Design of the Package

I built this package to help applied researchers for research on ethnic equality/inequality. More specifically, this package provides a race-prediction method based on names. I designed the package in such way that the method is empowered by deep learning models, without the need to install the deep learning libraries, the installations of which are usually a daunting task. Hence, the methods provided in this package are not designed to be updated/fine-tuned/trained on custom datasets. This is the trade-off one has to be willing to make for the ease of use.

That said, from version 0.2.0 onward, I provide two additional lower-level functions: predict_fullname and predict_lastname, which would allow users to provided their customized models. (There is only one function prior to v0.2.0: predict_ethnicity. This function is still the RECOMMENDED one to use for most people.)

Usage on Customized Models

Since the package disables training by design, you need to train your own model in Keras and then convert the trained model to .json format by the frugally-deep project.

Train the model in Keras

If you are reading this vignette, most likely you know what you are doing and you must have heard Keras. Otherwise, you will have to stick to the default method predict_ethnicity.

You can refer to the following links to see how I trained the models and create your own version: fullname model, lastname model.

Before training the model, you need to process your dataset and you will need to use keras.utils.to_categorical() to transform the outcome variable into integers and you need to know the mapping between them. For example, 0, 1, 2, 3 refer to asian, black, hispanic, white respectively. You will need this and we will call it labels = c("asian", "black", "hispanic", "white").

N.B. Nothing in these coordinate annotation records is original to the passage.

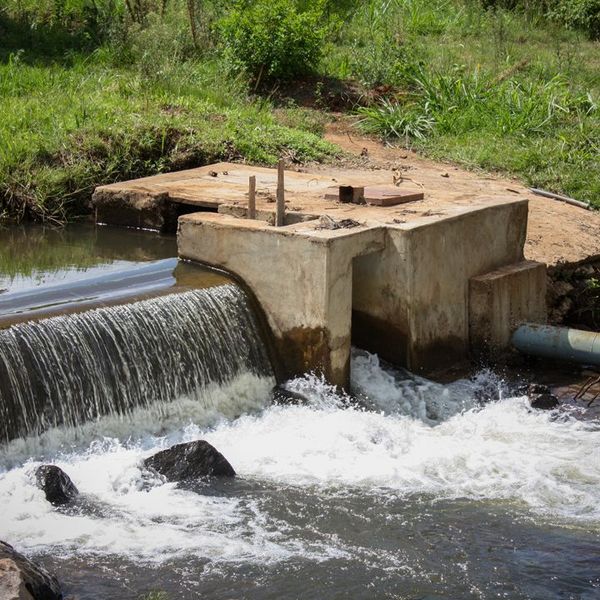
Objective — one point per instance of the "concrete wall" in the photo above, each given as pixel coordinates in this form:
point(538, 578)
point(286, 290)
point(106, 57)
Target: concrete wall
point(303, 283)
point(416, 291)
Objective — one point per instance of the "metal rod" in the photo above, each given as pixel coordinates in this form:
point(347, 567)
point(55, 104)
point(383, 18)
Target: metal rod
point(566, 199)
point(252, 197)
point(562, 343)
point(280, 208)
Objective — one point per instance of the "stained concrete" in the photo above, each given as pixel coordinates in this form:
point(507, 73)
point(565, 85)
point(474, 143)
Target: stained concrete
point(397, 282)
point(399, 287)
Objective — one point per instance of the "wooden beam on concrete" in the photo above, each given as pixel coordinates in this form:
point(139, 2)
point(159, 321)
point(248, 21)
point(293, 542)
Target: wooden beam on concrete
point(252, 197)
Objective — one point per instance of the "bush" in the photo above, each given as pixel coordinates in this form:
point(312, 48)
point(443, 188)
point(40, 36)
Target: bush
point(578, 14)
point(273, 40)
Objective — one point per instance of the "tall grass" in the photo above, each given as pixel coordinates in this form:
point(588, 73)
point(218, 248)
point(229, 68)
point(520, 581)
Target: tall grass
point(145, 103)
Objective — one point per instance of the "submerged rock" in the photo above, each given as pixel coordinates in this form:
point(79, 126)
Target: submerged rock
point(541, 397)
point(22, 579)
point(282, 396)
point(56, 484)
point(190, 461)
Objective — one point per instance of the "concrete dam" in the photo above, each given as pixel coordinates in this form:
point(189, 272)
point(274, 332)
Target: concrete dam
point(424, 280)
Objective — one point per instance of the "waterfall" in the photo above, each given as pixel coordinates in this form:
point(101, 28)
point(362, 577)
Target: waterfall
point(71, 369)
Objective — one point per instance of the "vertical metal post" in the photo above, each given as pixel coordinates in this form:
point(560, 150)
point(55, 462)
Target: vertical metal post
point(280, 209)
point(252, 197)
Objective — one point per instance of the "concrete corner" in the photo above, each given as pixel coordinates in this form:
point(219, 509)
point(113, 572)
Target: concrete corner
point(501, 300)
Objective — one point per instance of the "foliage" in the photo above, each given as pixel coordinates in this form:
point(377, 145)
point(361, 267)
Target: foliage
point(108, 124)
point(273, 39)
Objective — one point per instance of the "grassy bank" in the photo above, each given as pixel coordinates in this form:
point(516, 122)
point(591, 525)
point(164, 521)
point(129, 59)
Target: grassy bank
point(84, 102)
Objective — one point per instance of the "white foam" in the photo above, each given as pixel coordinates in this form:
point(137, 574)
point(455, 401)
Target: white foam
point(500, 451)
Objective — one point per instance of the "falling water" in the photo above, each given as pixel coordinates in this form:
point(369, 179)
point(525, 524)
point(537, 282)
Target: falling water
point(71, 369)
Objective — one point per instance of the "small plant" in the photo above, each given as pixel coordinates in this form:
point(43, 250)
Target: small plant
point(273, 40)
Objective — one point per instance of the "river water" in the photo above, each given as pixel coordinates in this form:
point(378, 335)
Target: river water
point(409, 490)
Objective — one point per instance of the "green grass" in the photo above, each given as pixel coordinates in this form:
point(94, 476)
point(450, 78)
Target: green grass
point(493, 90)
point(70, 123)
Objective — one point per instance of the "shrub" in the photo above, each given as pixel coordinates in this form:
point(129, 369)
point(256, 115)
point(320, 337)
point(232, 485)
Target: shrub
point(273, 40)
point(578, 14)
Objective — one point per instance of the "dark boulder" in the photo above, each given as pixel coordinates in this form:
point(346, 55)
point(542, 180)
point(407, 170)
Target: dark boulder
point(56, 484)
point(282, 396)
point(22, 579)
point(541, 397)
point(190, 461)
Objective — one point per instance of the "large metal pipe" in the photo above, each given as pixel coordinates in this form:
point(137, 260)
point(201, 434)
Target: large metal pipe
point(558, 342)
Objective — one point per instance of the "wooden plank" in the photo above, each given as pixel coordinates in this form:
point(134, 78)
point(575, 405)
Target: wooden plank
point(390, 196)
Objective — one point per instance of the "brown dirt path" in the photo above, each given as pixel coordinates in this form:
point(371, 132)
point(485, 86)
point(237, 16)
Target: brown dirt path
point(557, 232)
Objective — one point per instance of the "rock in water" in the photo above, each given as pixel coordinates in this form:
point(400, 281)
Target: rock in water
point(22, 579)
point(190, 461)
point(56, 484)
point(540, 397)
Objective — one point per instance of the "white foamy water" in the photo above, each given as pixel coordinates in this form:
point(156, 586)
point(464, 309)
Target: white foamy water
point(421, 438)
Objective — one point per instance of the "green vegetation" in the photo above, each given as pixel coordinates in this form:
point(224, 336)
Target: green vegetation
point(96, 91)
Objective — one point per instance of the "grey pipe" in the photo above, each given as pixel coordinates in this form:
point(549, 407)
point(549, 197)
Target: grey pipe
point(558, 342)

Just remember to save the model without the optimizers (more on the frugally-deep website):

model.save('keras_model.h5', include_optimizer=False)

Convert the Model to .json

Then, use the convert_model.py script to convert your model into .json format. This is what I did as well. You will encounter an error in the conversion process, if you include the optimizers in the saved model.

python convert_model.py keras_model.h5 keras_model.json

Predict with Your Own Model

Now you have the model trained and converted and you need the file path of this model file. I am loading the default models without training new ones.

# remember the list of labels we mentioned?
labels <- c("asian", "black", "hispanic", "white")

# change to your own model file path
model_path <- system.file("models", "fullname_aligned_distill.json", package = "rethnicity", mustWork = TRUE)

# run the prediction
predict_fullname(firstnames = "Alan", lastnames = "Turing", labels = labels, model_path = model_path)
#>   firstname lastname prob_asian prob_black prob_hispanic prob_white  race
#> 1      Alan   Turing 0.02842531  0.2051059    0.02074102  0.7457278 white

In fact, if you tweak the code to predict gender from names, this will also work.